See, late the week before, I'd driven over to Mamie's and couldn't figure out why the interior lights wouldn't go off. My car is not like yours. It's a 1992 LeBaron Convertible, and it has - thankfully - a real minimum of buttons and gadgets I would be nervous about touching anyhow. Paulie bought me this car so I could go to work without catching fire. I love this car but it's not so sure about taking our relationship to the next level. Mamie and I combed every inch of the dashboard and couldn't find a way to turn off the interior lights, which none the less flickered seductively and sometimes went out. It was just a matter of time before my car turned into that doorstop and Monday morning, it did not disappoint me. Tuesday afternoon, just over the rotor noise, the mechanic called and said a plastic piece in the door was displaced and he'd moved it. I love that man. At the mechanic's I found the teenage boys who love the same bands I do and asked where my car was. They gave me the keys and I drove off. I thought my fever had gone but I was wrong. The cool evening air temporarily made me lucid. Minutes later, I realized I was a danger to myself and others. Fortunately, I was on Route 27, with all the other drivers who were routinely a danger to themselves and others, so I got home okay and swore next time I'd take a stunt owner.

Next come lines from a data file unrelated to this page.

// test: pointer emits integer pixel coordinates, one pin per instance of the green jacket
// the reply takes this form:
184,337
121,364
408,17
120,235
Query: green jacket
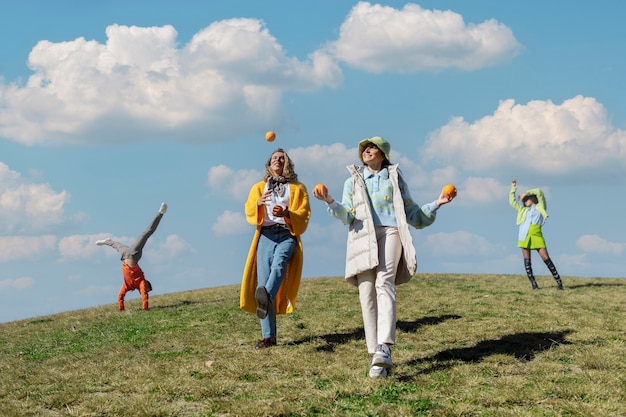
541,205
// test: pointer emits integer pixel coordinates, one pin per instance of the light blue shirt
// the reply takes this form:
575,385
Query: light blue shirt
380,192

I once again fell asleep at least an hour before I ordinarily would've thought about brushing my teeth and complaining about the hours of tossing and turning ahead of me. Honestly, I should've just checked into the hospital I can see from my bathroom.

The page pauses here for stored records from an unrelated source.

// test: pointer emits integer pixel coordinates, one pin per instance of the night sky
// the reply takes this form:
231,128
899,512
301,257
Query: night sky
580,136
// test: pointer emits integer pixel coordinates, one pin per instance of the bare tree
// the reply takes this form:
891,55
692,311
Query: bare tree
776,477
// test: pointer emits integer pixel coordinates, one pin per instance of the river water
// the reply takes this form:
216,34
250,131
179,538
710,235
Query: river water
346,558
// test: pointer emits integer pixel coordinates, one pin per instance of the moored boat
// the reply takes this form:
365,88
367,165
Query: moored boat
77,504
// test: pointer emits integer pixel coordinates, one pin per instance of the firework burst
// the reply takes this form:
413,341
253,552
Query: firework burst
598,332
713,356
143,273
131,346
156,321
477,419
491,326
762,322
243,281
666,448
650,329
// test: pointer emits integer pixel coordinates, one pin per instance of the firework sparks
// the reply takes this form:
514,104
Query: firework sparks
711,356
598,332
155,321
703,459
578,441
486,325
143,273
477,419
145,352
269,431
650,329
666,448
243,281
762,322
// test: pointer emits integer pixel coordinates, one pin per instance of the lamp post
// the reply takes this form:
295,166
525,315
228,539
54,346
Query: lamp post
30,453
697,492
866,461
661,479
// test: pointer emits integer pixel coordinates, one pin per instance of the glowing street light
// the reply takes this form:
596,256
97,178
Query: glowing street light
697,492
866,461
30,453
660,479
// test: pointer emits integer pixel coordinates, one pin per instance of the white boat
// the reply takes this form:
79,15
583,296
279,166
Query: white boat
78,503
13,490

All Wednesday, I lay on my couch with my eyes closed. Often, I said, "Blubb..." but as you might imagine, of course I was unbearably attractive. My drink of choice was NyQuil, and again, I slept through the night. No wonder I was confused Thursday and went to work.
Fortunately, it was performance review day, and my brain was full of soda. In the seventies and very early eighties, I used to pay to feel like my feet were a mile from my brain. The people I work for went on a bit about how fab my year was, work-wise, and I pooh-poohed their efforts to pretend I might earn a living wage because we don't want to embarrass one another.
Naturally, I didn't sleep Thursday night and Friday, I wondered if I'd hallucinated the whole week. Pink elephants? Car trouble? Friday night and Saturday, I stripped my bed, scoured the bathroom and bleached my apartment to within an inch of its life.
If I'd had orange juice in my fridge, my insomnia might still bat .1000.